O impeachment de Deus
autor: El hombre maíz

"Se realmente acreditassem em Deus, as pessoas não se masturbariam." Isso não fui em quem disse, estava escrito na porta da igreja daquela cidade. - Espantoso! -comentavam.

- Que falta de respeito! - Disse uma senhora gorda

- E bem na porta de uma igreja. - Disse outra senhora também gorda

- Pra onde esse mundo se encaminha... - Disse uma senhora mais gorda que as duas anteriores juntas

- Isso é coisa de algum fanático religioso. - Comentou uma velhinha

- Super fanático, digamos, porque isso é típico de tempos medievais. - Agregou uma velhíssima
E assim foram se repetindo os comentários de todos que passavam pela porta daquela igreja. O mais interessante de todo o acontecimento é o tempo que tardaram em entender o que estava escrito. Pensavam que era uma mensagem de algum extremista religioso que pregava que como prova de devoção deveríamos manter nosso pudor também quando nos encontrássemos longe de miradas inquisidoras. Naquela tarde não se falava de outra coisa na cidade. As opiniões de dividiam.

- Mas, eu tinha lido numa revista de que isso era natural, que era saudável, que todo jovem fazia. - Disse uma senhora velha e gorda enquanto seu marido encabulado se mantinha calado.

- Jovens e velhos, senhora, porque não os velhos? Isso é natural em qualquer idade. - Disse um senhor de bigodes e o marido da senhora velha e gorda respirou aliviado.

- Sim? - Perguntou a velha gorda levando a mão ao peito num gesto de espanto e enfatizado " SIIIMMM????" Logo olhou desconfiada para o marido.

- Obviamente - Respondeu o senhor de bigodes que estava gostando de brincar de sexólogo. - Inclusive, devo informar, que esse tipo de coisa também é absolutamente natural nas mulheres. Talvez em menor freqüencia ou dissimulando melhor, mas, natural. absolutamente natural - E um grupo de jovenzinhas que haviam se agrupado à conversa também soltou um "siimmm?" Levando a mão ao peito num gesto de espanto, só que dessa vez se notava uma certa falsidade. Logo respiraram também aliviadas as pobres.

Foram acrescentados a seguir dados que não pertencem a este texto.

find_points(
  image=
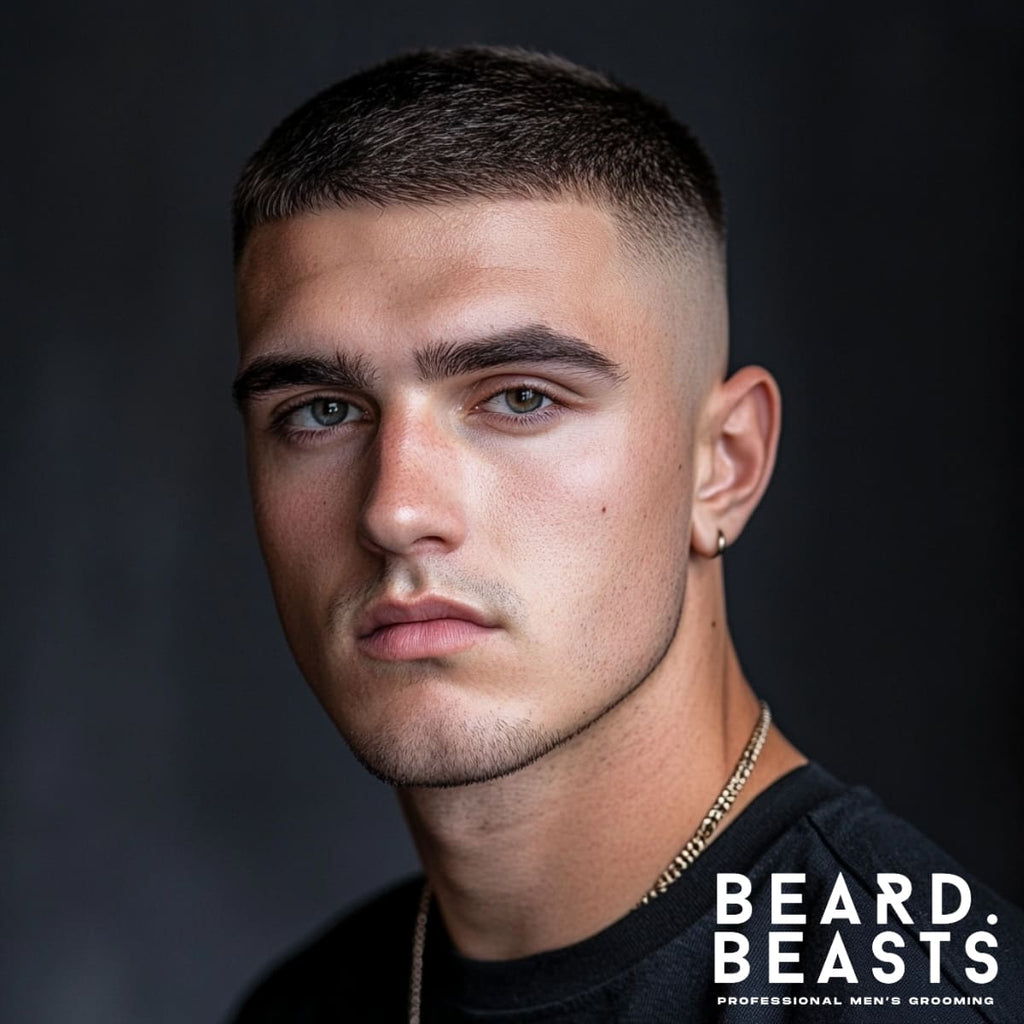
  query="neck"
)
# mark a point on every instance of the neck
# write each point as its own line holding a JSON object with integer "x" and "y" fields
{"x": 559, "y": 850}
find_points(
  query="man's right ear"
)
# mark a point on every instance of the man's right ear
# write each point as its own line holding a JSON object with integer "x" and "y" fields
{"x": 738, "y": 437}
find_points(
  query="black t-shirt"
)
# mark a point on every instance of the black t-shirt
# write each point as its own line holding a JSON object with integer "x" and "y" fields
{"x": 657, "y": 963}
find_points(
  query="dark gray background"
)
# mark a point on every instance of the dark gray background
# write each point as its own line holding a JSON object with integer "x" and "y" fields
{"x": 175, "y": 807}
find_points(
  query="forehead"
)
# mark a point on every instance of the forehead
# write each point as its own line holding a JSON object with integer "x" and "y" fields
{"x": 430, "y": 272}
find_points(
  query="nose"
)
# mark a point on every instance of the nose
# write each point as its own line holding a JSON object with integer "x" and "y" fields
{"x": 415, "y": 500}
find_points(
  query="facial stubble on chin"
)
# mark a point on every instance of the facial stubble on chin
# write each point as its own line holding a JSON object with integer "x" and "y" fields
{"x": 437, "y": 759}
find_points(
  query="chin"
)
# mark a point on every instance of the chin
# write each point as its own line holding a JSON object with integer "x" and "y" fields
{"x": 443, "y": 750}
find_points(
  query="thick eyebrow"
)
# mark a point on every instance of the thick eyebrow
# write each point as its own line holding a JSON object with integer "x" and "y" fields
{"x": 267, "y": 374}
{"x": 535, "y": 343}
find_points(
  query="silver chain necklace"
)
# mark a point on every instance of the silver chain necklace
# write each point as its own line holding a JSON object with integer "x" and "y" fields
{"x": 679, "y": 863}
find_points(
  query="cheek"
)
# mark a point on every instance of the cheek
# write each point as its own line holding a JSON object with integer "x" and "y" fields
{"x": 300, "y": 513}
{"x": 598, "y": 527}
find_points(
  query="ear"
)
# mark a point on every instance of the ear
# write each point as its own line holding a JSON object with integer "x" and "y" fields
{"x": 738, "y": 432}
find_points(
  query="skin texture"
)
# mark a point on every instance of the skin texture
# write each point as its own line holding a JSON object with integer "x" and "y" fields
{"x": 552, "y": 764}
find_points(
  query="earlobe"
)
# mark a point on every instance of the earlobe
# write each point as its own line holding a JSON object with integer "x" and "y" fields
{"x": 740, "y": 429}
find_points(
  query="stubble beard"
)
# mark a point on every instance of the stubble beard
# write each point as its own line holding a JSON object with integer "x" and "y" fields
{"x": 448, "y": 753}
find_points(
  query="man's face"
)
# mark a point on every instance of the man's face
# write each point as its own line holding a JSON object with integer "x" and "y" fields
{"x": 470, "y": 434}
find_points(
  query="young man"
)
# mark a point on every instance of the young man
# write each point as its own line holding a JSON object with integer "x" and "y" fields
{"x": 495, "y": 459}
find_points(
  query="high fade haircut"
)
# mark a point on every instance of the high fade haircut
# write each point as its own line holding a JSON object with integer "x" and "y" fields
{"x": 495, "y": 123}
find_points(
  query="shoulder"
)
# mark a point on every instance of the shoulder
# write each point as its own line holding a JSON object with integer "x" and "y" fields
{"x": 861, "y": 900}
{"x": 357, "y": 966}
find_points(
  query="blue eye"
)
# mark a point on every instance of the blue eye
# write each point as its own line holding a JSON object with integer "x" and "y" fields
{"x": 322, "y": 414}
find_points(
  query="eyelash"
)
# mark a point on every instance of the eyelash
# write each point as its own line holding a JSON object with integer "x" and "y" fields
{"x": 280, "y": 426}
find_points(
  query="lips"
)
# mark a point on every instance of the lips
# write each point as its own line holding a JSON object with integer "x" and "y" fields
{"x": 430, "y": 627}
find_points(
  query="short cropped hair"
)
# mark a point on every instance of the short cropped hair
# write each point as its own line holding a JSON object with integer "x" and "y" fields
{"x": 439, "y": 126}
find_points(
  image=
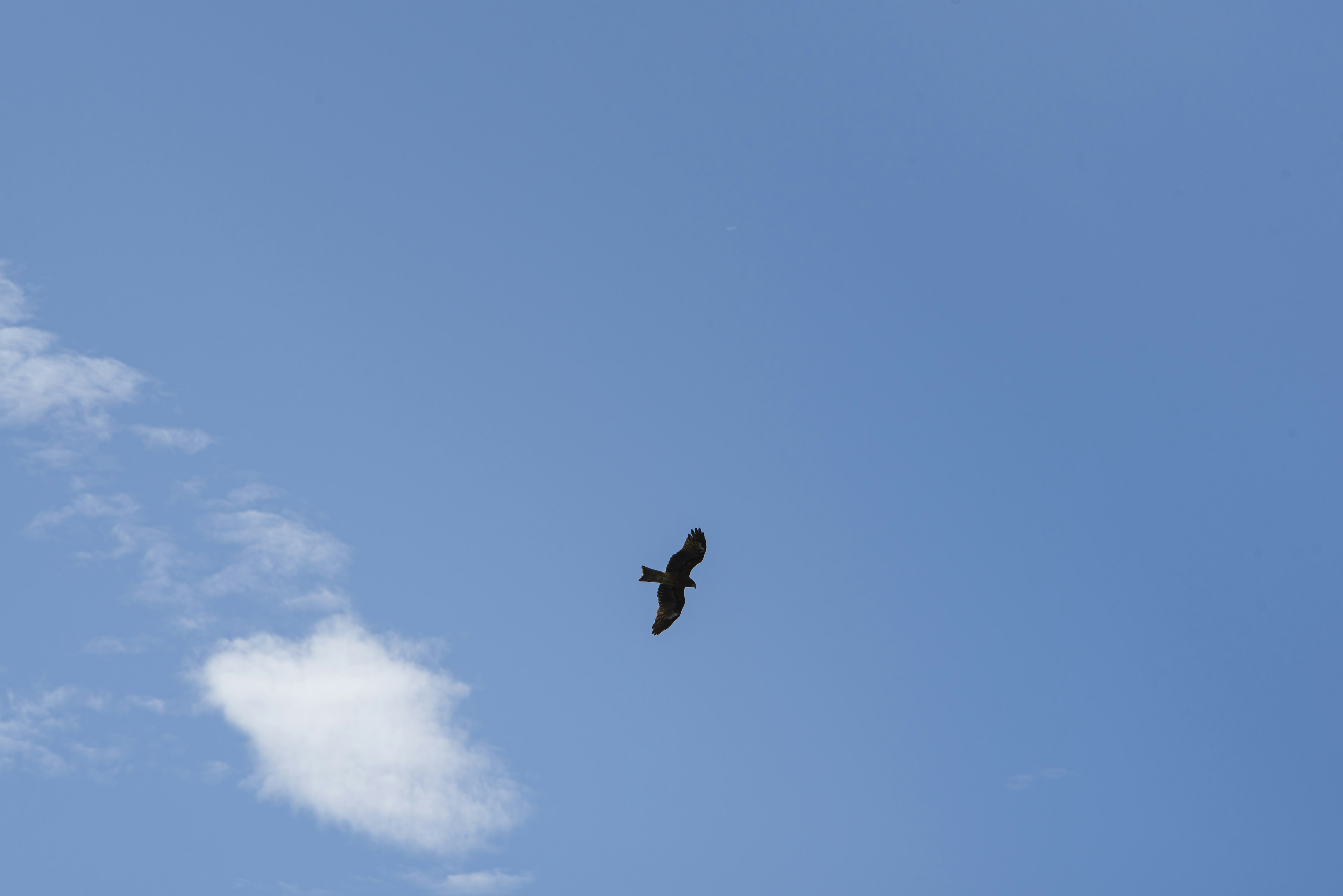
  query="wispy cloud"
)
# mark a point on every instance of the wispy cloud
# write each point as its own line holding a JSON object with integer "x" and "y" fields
{"x": 246, "y": 495}
{"x": 43, "y": 384}
{"x": 1023, "y": 782}
{"x": 277, "y": 553}
{"x": 84, "y": 506}
{"x": 476, "y": 882}
{"x": 164, "y": 437}
{"x": 353, "y": 729}
{"x": 31, "y": 726}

- Mas a bíblia diz que é pecado. - Sentenciou uma velha gorda que levava luto à dez anos.

- Sim, Lembre-se de que Deus puniu a Onan. - Agregou outra senhora não muito diferente de todas as outras já citadas.

- Tempos atrás morriam na fogueira se eram flagrados fazendo essas coisas - Instruiu aquela do luto de dez anos.

E toda a tarde se afundou em essa espécie de diálogos hipócritas. Realmente, ninguém havia entendido todavia o significado daquela mensagem mal educada na porta da igreja. A surpresa maior veio pela noite quando estavam assistindo o noticiário pela televisão: Estava em todos os lugares! Espantoso! Todas as igrejas do mundo, ou pelo menos grande parte delas haviam amanhecido com a mesma inscrição, em diferentes idiomas obviamente, parecia um anúncio do fim dos tempos.

Agora já sabiam que não se tratava de uma ação individual de um fanático religioso ou de um vândalo qualquer da rua. Sabiam que aquilo era obra de um grupo muito bem organizado, talvez uma nova seita espalhado por todo o mundo e muito bem comunicados entre si. O que sucedeu após esse aontecimento foi um mal-estar geral por todos os participantes da fé cristã. Como não houve um pronunciamento do grupo desordeiro todos mantiveram suas expectativas de que algo mais estava por acontecer, a ansiedade e o medo eram visíveis em cada cristão.

Os sacerdotes ainda não haviam planejado uma postura comum ao acontecimento, de maneira que cada um interpretava e argumentava o acontecido como bem entendesse durante as cerimônias, o que costumava gerar mais confusão, mas, ninguém havia interpretado ainda o verdadeiro significado daquela frase, todavia acreditavam que se tratava de fanatismo religioso, outros de que era obra de baderneiros que nada mais queriam molestar as pessoas corretas escrevendo um desrespeito na porta de um templo sagrado.

Muitos dias de inquietudes depois se manifestaram. Talvez porque viram que sua mensagem não havia alcançado seus objetivos, umas vez que tinham trazido dúvidas quando o certo é que planejavam espalhar uma nova verdade. Dessa vez, as portas das igrejas não amanheceram rabiscadas, fizeram outra manifestação massiva, porém, através de outros meios. De todos os meios para ser mais exato. Internet, fitas vhs, rádio, folhetos, naquele dia o mundo foi inundado por toda forma de comunicação para informar o propósito daquele polêmico grupo.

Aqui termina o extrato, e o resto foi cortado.